Premièrement, la maturité psychologique des individus est un sujet politique. Si l’on souhaite perpétuer la démocratie, on ne peut faire l’impasse sur la façon dont le personnel et le collectif sont imbriqués. Il y a certes de bonnes raisons d’être en colère, d’avoir peur, de se sentir humilié. Mais la capacité de discernement, celle de se mettre à la place de l’autre, permet d’éviter que chacun ne se pense comme une victime qui n’aurait qu’un désir de revanche comme horizon politique. Cette observation devrait conduire le lecteur à s’interroger sur la conflictualité de la vie politique et sociale en France. Si l’on suit le raisonnement de Nussbaum, le décalage bien connu en France entre des attentes extrêmement élevées vis-à-vis du pouvoir d’un côté, et le rejet routinier des élites et des « privilégiés » de l’autre, qui s’exprime parfois de manière violente, constitue une forme d’immaturité dangereuse pour la démocratie.

Deuxièmement, l’acceptation de l’altérité et de ses propres limites doit être au cœur des politiques éducatives. Le concept d’ « environnement facilitateur » est particulièrement intéressant, ainsi que l’éloge de la pratique artistique et du débat socratique. Ici Nussbaum insiste sur l’importance de la pratique. Or Il est permis de penser qu’en France la théorie l’emporte trop souvent, comme l’illustre le virage récemment opéré sur l’enseignement moral et civique. Au-delà du cadre éducatif, lutter contre le dégout et la haine suppose de parler ouvertement des questions du corps et des différences ethniques, sociales, religieuses, plutôt que les nier. Ce combat ne doit pas être confondu avec les dérives de la politique identitaire, que Nussbaum ne défend pas particulièrement. Il s’agit plutôt de dédramatiser une altérité qui, si elle est passée sous silence, trouvera des débouchés politiques dangereux.

Troisième leçon, le rôle de la puissance publique doit évoluer. Ayant forgé le concept de capabilités avec Amartya Sen, Nussbaum prône un Etat d’investissement social plutôt qu’un Etat qui se limiterait, soit à garantir les libertés individuelles (version libérale), soit à protéger et à réparer (version interventionniste). L’objectif du gouvernement doit être de créer les conditions d’épanouissement de l’individu afin d’éviter le développement de pulsions négatives. A première vue consensuelle, cette affirmation devrait conduire à une accélération des transformations de la protection sociale française vers une logique de prévention et de sécurisation des individus autour de quelques biens vitaux : se nourrir, se loger, être en bonne santé, avoir accès à l’éducation et à la formation.

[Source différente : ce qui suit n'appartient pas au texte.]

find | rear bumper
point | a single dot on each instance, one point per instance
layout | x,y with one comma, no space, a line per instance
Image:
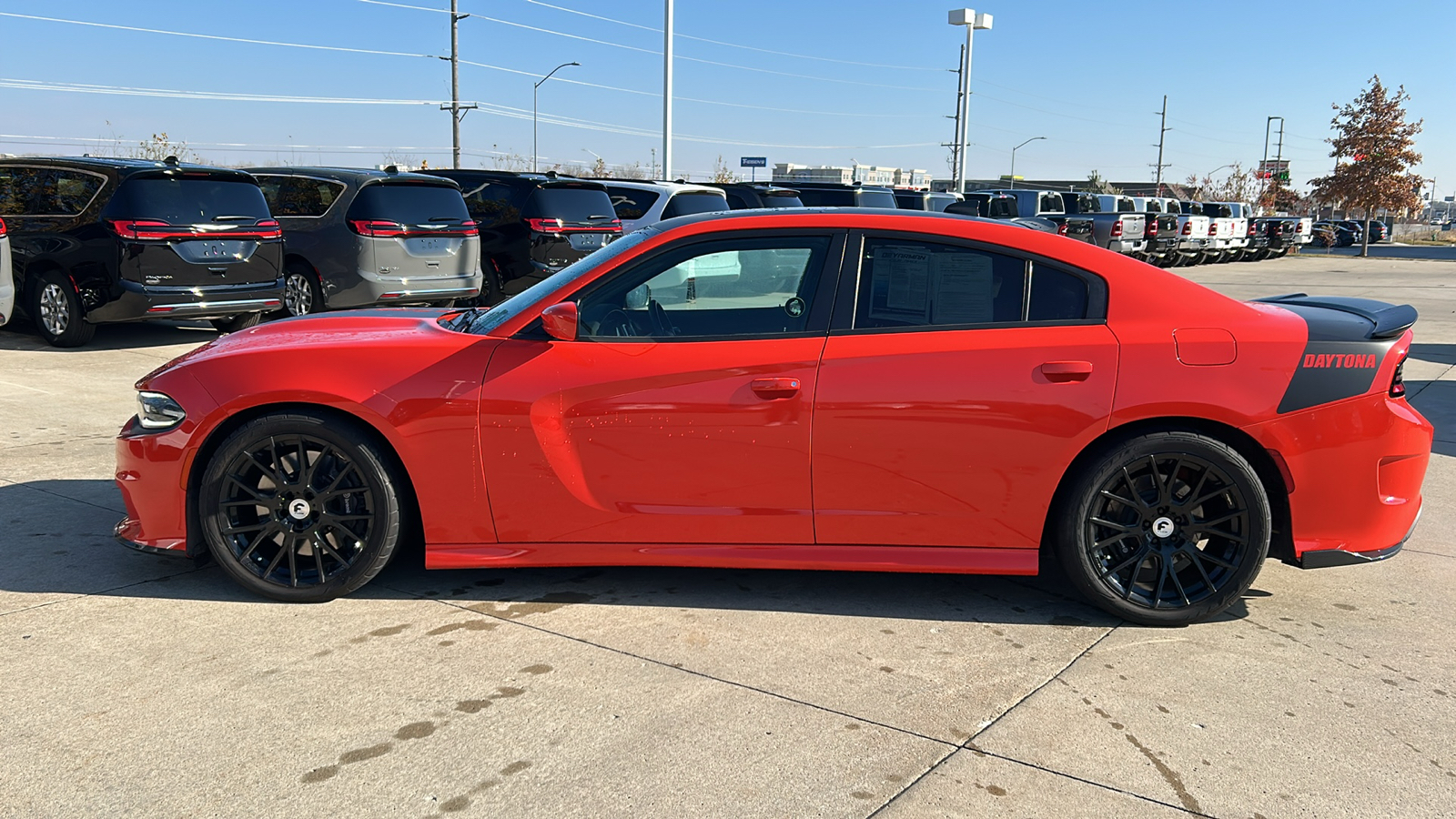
1356,470
373,288
138,302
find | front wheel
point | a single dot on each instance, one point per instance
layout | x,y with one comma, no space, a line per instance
300,508
1164,530
57,310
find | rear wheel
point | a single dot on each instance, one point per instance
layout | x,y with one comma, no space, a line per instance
238,324
1164,530
300,508
300,292
57,310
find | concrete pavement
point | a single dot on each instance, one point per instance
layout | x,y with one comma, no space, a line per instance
137,685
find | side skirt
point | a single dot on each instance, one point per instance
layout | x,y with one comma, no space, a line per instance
941,560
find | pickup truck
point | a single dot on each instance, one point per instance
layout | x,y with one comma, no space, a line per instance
1028,205
1193,230
1118,232
992,205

Cela doit aller de pair avec un esprit de civisme renouvelé, la solidarité n’étant plus le fait d’un statut particulier, mais bien de la communauté des citoyens.

En lisant ce petit essai de Martha Nussbaum avec la bonne distance, et en mettant de côté les clivages qui traversent le champ intellectuel français, on ouvre donc un champ de réflexions très vaste et stimulant. Tocqueville avait pointé du doigt le danger qu’une société démocratique prospère et heureuse sombre dans un individualisme démobilisateur. Nussbaum nous met en garde contre une autre menace, qui caractérise notre époque inquiète, à savoir ne rien faire contre l’emprise des émotions.